En 1956, Wresinski promettait aux habitants du bidonville de Noisy-le-Grand de leur faire « monter les marches de l’Élysée, de l’ONU et du Vatican ». Un projet plus que jamais d’actualité.  »

Agnès Naton, secrétaire générale de la CGT Rhône-Alpes
 » A l’instant où à nouveau les personnes précaires, pauvres, et les gens de peu sont stigmatisés, voire humiliés au nom de la lutte contre l’assistanat et du culte de la performance, la pensée et les actes du père Wresinski demeurent fondamentaux pour transformer l’humain et le monde. Sa pensée reste singulière et révolutionnaire en 2017. Elle nous indique qu’il est illusoire de penser le vivre ensemble, une société des semblables, sans faire avec les personnes qui vivent ces situations de précarité, de grande pauvreté. L’ensemble des acteurs de la société ont la grande responsabilité de les considérer comme des citoyennes et citoyens à part entière, de faire à partir d’eux et de ce qu’ils ont à nous apprendre. « 

Sébastien Riodel, salarié de l’entreprise à but d’emplois de Mauléon (Deux-Sèvres)
« ATD Quart Monde, ce sont des projets qui mettent l’humain en avant dans une société où tout est économique, commercial. Avec des expériences comme Territoires Zéro chômeur de longue durée, au lieu de dire que tout va mal, on montre qu’il existe des solutions et qu’on peut allier l’humain. En plus d’avoir un emploi, c’est ce qui me motive pour y participer.  »

Napolitano, dessinateur
 » Je salue le travail des membres d’ATD Quart Monde. Parce que je pourrais perdre mon travail puis mon logement et que les gens qui m’entourent pourraient me fuir de peur de la contagion. Parce qu’on est tous capables de finir à terre, la faute à ce monde qui ne pense pas plus loin que le bout de son nez.  »

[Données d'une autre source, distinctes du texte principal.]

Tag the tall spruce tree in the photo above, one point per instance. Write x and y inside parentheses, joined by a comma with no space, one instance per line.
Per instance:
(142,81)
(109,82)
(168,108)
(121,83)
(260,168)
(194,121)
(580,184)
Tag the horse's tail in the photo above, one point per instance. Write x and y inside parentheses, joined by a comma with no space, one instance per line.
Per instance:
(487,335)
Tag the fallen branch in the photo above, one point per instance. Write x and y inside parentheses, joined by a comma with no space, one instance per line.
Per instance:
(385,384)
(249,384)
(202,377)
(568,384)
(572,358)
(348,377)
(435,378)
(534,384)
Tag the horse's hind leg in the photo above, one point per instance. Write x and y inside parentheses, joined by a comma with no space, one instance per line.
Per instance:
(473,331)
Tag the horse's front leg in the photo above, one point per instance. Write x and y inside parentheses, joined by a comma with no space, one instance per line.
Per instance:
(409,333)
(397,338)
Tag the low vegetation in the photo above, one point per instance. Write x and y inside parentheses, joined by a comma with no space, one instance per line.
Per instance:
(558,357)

Dominique Potier, député de Meurthe-et-Moselle
 » Si ATD Quart Monde suscite autant le respect, inspire toujours le mouvement social et bouscule la République, c’est par son humanisme radical. Celui de l’option initiale de Joseph Wresinski : la dignité par le droit, le combat contre l’humiliation et pour la justice. Le courage ensuite de Geneviève de Gaulle Anthonioz qui incarnera ce lien invisible entre la  » traversée de la nuit  » des camps nazis et le  » chemin de l’espérance  » : celui d’un peuple qui se lève. La radicalité enfin de la promesse tenue par les nouvelles générations de militants, de volontaires : vivre autrement, vivre en hommes et en femmes libres, vivre en frères, vivre tout simplement.  »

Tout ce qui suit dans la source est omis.